Isospin breaking corrections to the hadronic vacuum polarization with stochastic coordinate sampling

TL;DR

This paper discusses a novel stochastic coordinate sampling method to efficiently compute isospin breaking corrections to the hadronic vacuum polarization in lattice QCD, reducing computational costs and uncertainties.

Contribution

It introduces a stochastic coordinate sampling approach for calculating isospin breaking effects in the HVP contribution, improving efficiency and accuracy.

Findings

Successful implementation of stochastic coordinate sampling for Wick contractions.

Use of different QED formulations to estimate finite-volume effects.
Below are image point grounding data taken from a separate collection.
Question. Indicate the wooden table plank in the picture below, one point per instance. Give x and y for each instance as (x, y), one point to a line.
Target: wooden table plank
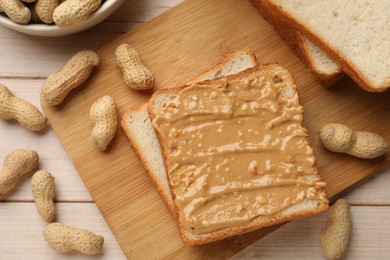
(26, 61)
(299, 239)
(21, 229)
(52, 155)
Progress towards reducing uncertainties in HVP calculations.

Abstract

In the recent Muon g-2 Theory Initiative white paper update, the hadronic vacuum polarization (HVP) contribution -- which dominates the theoretical uncertainty -- is evaluated as an average of different lattice QCD calculations. Since lattice simulations are mostly carried out in isospin symmetric QCD, corrections due to the mass difference of the up and down quarks and the coupling to photons have to be accounted for. These isospin breaking effects are of order 1\% and can be treated as corrections to the result for the HVP contribution in isospin symmetric QCD. In the current estimate of the HVP contribution, these effects are a large source of uncertainty due to the extensive computational cost to compute all occurring Wick contractions and degrading signal-to-noise behaviour especially for quark disconnected diagrams. We present the current status of the calculation of isospin breaking corrections in the HVP contribution for the RBC/UKQCD collaborations. We use a dataset of propagators computed using stochastic coordinate sampling (SCS) to construct all necessary Wick contractions for the electromagnetic and strong isospin breaking effects. We employ different versions of QED on the lattice, such as QED$_L$, QED$_r$ and QED$_\infty$ to improve our estimate of finite-volume uncertainties.